All corrections
Substack April 17, 2026 at 11:51 AM

theinnermostloop.substack.com/p/welcome-to-april-16-2026

2 corrections found

1
Claim
Federal agencies are quietly sidestepping the White House’s ban on Anthropic to test Claude Mythos for cyber defense
Correction

This overstates the legal situation. Before this post was published, a federal injunction had paused implementation of the White House directive, and GSA said it restored Anthropic to the pre-ban status quo.

Full reasoning

The post describes agencies as sidestepping an operative White House ban. But by April 3, 2026, GSA said that, pursuant to a preliminary injunction issued on March 26, 2026, it was "pausing the government's implementation of the President's directive" and "restoring Anthropic technology to the status quo in effect prior to February 27, 2026." GSA also said it would continue allowing Anthropic integrations and offer Anthropic models in GSA Chat.
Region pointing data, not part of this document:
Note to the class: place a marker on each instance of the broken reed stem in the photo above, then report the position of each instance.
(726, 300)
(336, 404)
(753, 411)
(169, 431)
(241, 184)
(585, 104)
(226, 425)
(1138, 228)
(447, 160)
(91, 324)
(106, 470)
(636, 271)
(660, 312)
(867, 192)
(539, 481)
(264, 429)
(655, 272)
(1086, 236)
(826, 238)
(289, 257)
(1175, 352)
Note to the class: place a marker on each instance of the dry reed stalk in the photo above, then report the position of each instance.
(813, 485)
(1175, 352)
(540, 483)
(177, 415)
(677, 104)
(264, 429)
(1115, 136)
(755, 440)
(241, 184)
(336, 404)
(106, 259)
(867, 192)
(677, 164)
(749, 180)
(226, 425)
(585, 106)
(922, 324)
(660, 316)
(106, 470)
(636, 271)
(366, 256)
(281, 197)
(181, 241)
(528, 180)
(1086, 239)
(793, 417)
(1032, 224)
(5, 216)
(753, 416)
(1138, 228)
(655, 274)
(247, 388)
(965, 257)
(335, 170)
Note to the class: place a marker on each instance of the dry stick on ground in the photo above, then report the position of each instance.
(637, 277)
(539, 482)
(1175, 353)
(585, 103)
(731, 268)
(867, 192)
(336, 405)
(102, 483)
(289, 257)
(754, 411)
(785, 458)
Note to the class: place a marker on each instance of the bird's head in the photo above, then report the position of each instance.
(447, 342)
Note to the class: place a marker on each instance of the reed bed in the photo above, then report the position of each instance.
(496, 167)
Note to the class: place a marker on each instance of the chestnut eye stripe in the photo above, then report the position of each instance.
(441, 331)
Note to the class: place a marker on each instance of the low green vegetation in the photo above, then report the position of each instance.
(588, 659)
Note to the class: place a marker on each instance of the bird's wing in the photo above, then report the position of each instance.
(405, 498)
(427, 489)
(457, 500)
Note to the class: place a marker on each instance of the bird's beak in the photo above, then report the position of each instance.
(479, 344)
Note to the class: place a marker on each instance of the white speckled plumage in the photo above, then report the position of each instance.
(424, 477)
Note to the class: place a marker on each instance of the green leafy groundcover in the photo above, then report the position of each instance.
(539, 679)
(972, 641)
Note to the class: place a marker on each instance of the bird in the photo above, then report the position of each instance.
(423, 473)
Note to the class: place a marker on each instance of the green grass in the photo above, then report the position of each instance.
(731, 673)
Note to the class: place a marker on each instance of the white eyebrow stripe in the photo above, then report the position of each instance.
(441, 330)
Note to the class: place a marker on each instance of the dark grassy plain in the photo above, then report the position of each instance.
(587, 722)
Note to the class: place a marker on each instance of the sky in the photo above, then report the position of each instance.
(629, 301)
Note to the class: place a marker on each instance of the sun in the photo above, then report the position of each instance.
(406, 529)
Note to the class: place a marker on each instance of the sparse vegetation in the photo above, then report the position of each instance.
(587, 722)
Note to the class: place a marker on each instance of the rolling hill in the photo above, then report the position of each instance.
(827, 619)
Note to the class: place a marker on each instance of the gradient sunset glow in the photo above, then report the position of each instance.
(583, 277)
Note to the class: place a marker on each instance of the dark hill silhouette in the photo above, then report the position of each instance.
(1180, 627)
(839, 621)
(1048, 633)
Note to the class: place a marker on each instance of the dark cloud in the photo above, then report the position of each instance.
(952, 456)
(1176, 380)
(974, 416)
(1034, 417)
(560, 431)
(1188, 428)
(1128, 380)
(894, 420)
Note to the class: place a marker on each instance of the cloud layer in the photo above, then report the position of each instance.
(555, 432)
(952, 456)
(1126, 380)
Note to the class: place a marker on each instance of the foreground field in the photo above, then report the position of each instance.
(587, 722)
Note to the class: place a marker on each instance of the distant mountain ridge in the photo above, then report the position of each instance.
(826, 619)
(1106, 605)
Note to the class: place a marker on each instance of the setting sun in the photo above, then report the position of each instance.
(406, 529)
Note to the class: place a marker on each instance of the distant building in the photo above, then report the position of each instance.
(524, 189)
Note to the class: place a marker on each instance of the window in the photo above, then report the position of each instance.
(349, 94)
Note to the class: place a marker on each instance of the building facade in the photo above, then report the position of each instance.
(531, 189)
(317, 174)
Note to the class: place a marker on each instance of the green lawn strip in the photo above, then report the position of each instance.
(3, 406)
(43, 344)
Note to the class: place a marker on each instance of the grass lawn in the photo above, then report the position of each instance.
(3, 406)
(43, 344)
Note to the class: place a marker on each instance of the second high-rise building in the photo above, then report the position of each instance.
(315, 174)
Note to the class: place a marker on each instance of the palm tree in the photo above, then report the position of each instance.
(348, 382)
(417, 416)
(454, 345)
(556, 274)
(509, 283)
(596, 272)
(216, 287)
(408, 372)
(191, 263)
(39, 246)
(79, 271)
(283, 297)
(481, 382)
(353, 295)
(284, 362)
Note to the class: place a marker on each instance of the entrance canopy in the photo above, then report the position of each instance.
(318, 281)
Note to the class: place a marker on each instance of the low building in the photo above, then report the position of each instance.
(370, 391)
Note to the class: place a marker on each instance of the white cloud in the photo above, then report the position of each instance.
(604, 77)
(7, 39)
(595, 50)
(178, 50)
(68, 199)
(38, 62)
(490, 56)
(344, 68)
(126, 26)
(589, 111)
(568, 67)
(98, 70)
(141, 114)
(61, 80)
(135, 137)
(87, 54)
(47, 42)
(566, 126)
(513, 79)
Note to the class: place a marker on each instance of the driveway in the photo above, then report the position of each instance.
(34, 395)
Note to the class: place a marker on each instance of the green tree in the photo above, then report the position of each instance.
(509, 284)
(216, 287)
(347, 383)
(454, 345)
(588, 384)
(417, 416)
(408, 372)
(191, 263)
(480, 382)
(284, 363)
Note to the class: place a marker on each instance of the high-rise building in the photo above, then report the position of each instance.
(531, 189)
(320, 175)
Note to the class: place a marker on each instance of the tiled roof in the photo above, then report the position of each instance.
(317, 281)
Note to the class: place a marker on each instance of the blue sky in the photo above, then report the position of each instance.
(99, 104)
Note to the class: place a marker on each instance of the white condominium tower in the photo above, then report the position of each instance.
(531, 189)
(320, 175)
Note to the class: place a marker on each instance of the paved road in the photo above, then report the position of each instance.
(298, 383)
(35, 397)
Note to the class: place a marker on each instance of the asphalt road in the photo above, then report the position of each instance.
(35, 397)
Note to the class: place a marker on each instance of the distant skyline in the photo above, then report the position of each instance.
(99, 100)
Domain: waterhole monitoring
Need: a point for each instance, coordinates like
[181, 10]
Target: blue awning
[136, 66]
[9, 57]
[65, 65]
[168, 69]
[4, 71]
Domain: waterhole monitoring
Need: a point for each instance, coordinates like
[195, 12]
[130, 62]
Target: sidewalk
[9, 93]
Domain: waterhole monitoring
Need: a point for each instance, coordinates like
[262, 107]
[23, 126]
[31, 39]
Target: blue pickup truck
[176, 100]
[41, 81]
That means federal use of Anthropic was not simply happening by secretly evading an active government-wide ban at the time of publication. There may still have been ongoing litigation and separate Pentagon-related disputes, but the specific claim that agencies were "sidestepping the White House’s ban" is misleading because the government-wide directive had already been paused by court order.

2 sources
2
Claim
becoming the first state to ban construction of data centers drawing over 20 MW until late 2027
Correction

This is premature. Maine’s legislature had passed LD 307, but official state pages showed it had only been passed to be enacted and sent along in the legislature, not yet signed into law.

Full reasoning

The post states that Maine had already "becom[e] the first state to ban" such data centers. But Maine's own legislative pages show a less final status.

The Legislature's summary page for LD 307 says the last House and Senate actions on April 14, 2026 were "PASSED TO BE ENACTED". That is not the same thing as already having become law. A separate Maine House Democrats page from the same day says the Legislature "sends bill ... to governor's desk" and quotes the sponsor saying she is "hopeful Governor Mills will sign it into law."

So, at least based on the official state sources available here, Maine had passed the bill through the Legislature, but had not yet already 'become' a state with an enacted ban.